今日の現任研修にも、仕事を続けるために交通費無しで、水戸や市川、町田から来ている人間もいた。



ちなみにJRの交通費(片道)  2011年

都心←→那珂湊(茨城)=2560円/都心←→荒川沖(茨城)=1280円/都心←→成田(千葉)=1280円/都心←→木更津(千葉)=1450円/都心←→鴻巣(埼玉)=980円…



「我が社といたしましては、21世紀を全隊員と共に生き抜く会社を目指し、各隊員の待遇を改善し、更なる発展を遂げねばなりませんね。そして、この神の国日本に生まれたことに自信と自覚をもってください。

この自信と自覚なくして警備員の誇りはあり得ません。



「私が諸君に厳しい言葉をかけるのは、まさにこのことを背景にした慈悲の言葉なのであります。
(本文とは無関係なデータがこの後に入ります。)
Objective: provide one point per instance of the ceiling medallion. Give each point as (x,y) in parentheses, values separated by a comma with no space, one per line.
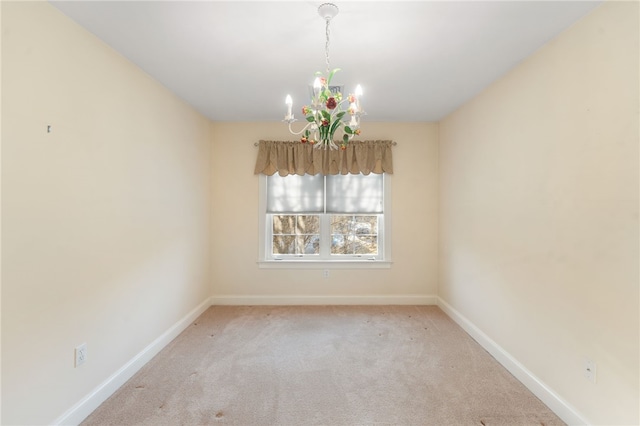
(326,114)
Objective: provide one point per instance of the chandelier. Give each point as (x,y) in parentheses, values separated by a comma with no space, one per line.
(326,115)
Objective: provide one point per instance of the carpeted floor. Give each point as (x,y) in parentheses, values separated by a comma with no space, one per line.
(323,365)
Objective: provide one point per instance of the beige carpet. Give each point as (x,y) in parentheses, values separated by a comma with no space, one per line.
(323,365)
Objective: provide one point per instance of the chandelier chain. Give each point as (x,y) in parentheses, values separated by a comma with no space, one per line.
(326,48)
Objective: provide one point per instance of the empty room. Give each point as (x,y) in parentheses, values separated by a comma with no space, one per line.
(307,213)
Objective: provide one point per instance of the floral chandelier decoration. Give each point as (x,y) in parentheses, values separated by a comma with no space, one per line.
(326,114)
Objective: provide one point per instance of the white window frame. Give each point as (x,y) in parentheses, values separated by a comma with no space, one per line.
(383,260)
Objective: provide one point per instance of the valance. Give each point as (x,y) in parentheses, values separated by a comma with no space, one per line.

『(経営者自ら)慈悲』がある、という経営者の自発的な言葉は、悪魔の言葉といってよい。


『気おつけ、なおれ、休め、回れ右』この基本動作を足場など一切気にかけない場所で、間に警備教育資格者のほとんどくだらない自慢話と化した座学をはさんで延々3時間も聞かされた後で、直立不動のまま聞かされるのだ。

拷問と洗脳の心理的受容体制は完璧に整えられている。

そして、この言葉が脳内に入るやいなや、思考と理性的な判断が慢性的にショートしやすくなる環境が出来る。

虐待を続けた親にすがる子供の心理だ。



私も全隊員の代表といたしまして、集まっていただいた諸君が仕事をする上で若干の苦しいことがあっても


『みんなと一緒に仕事ができて心から感謝している』


と言われるよう会社にしてゆきたいと思っておるのであります。

私自身、この会社を立ち上げた立場として最善を尽くしますからね。


「そして諸君らが極楽大平警備保証の一員として誇りを感じやりがいのある職務として発展させるべく邁進してゆくつもりです。加えて、品質向上と徹底したサービスを心掛けて『魅せる警備』を完成させてゆけば、必ず私どもは次代をになう警備業を興せるものと確信しております。この点を御理解いただき、今しばらくの御努力を賜れば幸いでございます。」



左側前にいたデブが声を張り上げた。